Worker that gets the current value from the queue, increments it, and puts it back.
Args:
queue (asyncio.Queue): Shared queue
worker_name (str): Identifier for logs
count (int): Number of loops
"""
for _ in range(count):
# 1. Get value from queue (waits if empty)
# The task that gets the value effectively gains the "processing right"
value = await queue.get()
# 2. Simulate some work (allows context switching)
await asyncio.sleep(0.01)
# 3. Put the new value back into the queue
new_value = value + 1
await queue.put(new_value)
async def main():
# Create shared queue
queue = asyncio.Queue()
# Put initial value 0
await queue.put(0)
print("--- Starting Increment Race ---")
# Two tasks perform 100 increments total (50 + 50)
# Access is serialized by queue.get() without explicit locks
await asyncio.gather(
increment_worker(queue, "Worker-A", 50),
increment_worker(queue, "Worker-B", 50)
)
# Get final result
final_result = await queue.get()
print("--- Processing Finished ---")
print(f"Final counter value: {final_result} (Expected: 100)")
if __name__ == "__main__":
asyncio.run(main())
Example Output
--- Starting Increment Race ---
--- Processing Finished ---
Final counter value: 100 (Expected: 100)
Customization Points
Setting maxsize
Using q = asyncio.Queue(maxsize=10) limits the number of items. This prevents high memory usage and manages “backpressure” by slowing down producers if consumers are too slow.
Task Management (task_done)
In consumer patterns, call queue.task_done() after finishing a job. You can then use await queue.join() to wait until every item added to the queue has been fully processed.
Timeout for Getting Data
You can use await asyncio.wait_for(q.get(), timeout=1.0) to stop waiting if no data is available within a specific timeframe.
Important Notes
Not Thread-Safe
asyncio.Queue is only safe within the asyncio event loop. If you need to communicate with a separate thread from the threading module, use the janus library or loop.call_soon_threadsafe.
Deadlocks
If you set a maxsize and the queue becomes full, put will block. If no other task is running to remove items, the program will hang forever.
get_nowait / put_nowait
q.get_nowait() and q.put_nowait() do not wait. They raise asyncio.QueueEmpty or asyncio.QueueFull exceptions if the operation cannot be completed immediately.
Advanced Application
This example implements the “Producer-Consumer” pattern. The producer creates jobs, and multiple consumers process them in parallel using task_done and join.
import asyncio
import random
async def producer(queue: asyncio.Queue, n: int):
"""Generates jobs and puts them in the queue"""
for i in range(n):
item = f"Job-{i}"
await queue.put(item)
print(f"[Producer] Added {item}")
await asyncio.sleep(random.uniform(0.1, 0.3))
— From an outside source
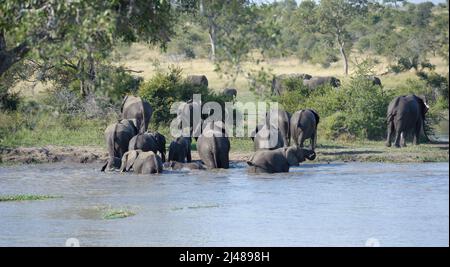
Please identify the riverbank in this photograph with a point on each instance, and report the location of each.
(327, 152)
async def consumer(queue: asyncio.Queue, worker_id: int):
"""Gets jobs from the queue and processes them"""
while True:
# Get item from queue
item = await queue.get()
# Execute processing
print(f" [Worker-{worker_id}] Processing {item}...")
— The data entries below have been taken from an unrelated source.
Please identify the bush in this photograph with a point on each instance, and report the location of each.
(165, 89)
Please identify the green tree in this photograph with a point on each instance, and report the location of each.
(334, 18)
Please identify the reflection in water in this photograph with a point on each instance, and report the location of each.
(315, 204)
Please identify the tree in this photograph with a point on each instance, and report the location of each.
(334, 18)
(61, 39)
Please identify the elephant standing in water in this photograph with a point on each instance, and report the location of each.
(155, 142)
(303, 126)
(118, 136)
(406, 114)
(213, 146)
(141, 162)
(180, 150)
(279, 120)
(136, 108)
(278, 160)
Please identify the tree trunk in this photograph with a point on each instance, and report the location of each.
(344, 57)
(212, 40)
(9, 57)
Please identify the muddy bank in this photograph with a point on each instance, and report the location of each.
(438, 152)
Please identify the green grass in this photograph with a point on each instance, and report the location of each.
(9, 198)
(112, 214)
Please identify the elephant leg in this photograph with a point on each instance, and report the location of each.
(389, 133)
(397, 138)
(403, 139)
await asyncio.sleep(random.uniform(0.2, 0.5))
print(f" [Worker-{worker_id}] Finished {item}")
# Notify that the item processing is complete
queue.task_done()
async def main_worker_pattern():
queue = asyncio.Queue()
# Start 3 background consumer tasks
workers = [asyncio.create_task(consumer(queue, i)) for i in range(3)]
# Producer adds 10 jobs
await producer(queue, 10)
print("--- All jobs added, waiting for workers ---")
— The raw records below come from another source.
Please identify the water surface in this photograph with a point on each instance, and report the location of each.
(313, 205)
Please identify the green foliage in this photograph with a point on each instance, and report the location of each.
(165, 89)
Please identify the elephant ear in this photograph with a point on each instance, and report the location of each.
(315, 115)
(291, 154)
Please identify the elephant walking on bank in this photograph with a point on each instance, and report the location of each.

# Wait until all items are processed (task_done called for each)
await queue.join()
print("--- All jobs finished ---")
# Cancel worker tasks
for w in workers:
w.cancel()
if __name__ == "__main__":
asyncio.run(main_worker_pattern())
Conclusion
asyncio.Queue is a vital tool for data pipelines in asynchronous Python programs.
- Use Cases: Buffering between tasks, data synchronization without locks, and simple message passing.
- Key Point: Adjust
maxsizeto control data flow effectively. - Reminder: Do not use this for communication between different threads; use it only within the same event loop.
By designing your code around queues, you can create clean and reliable asynchronous applications without complex lock logic.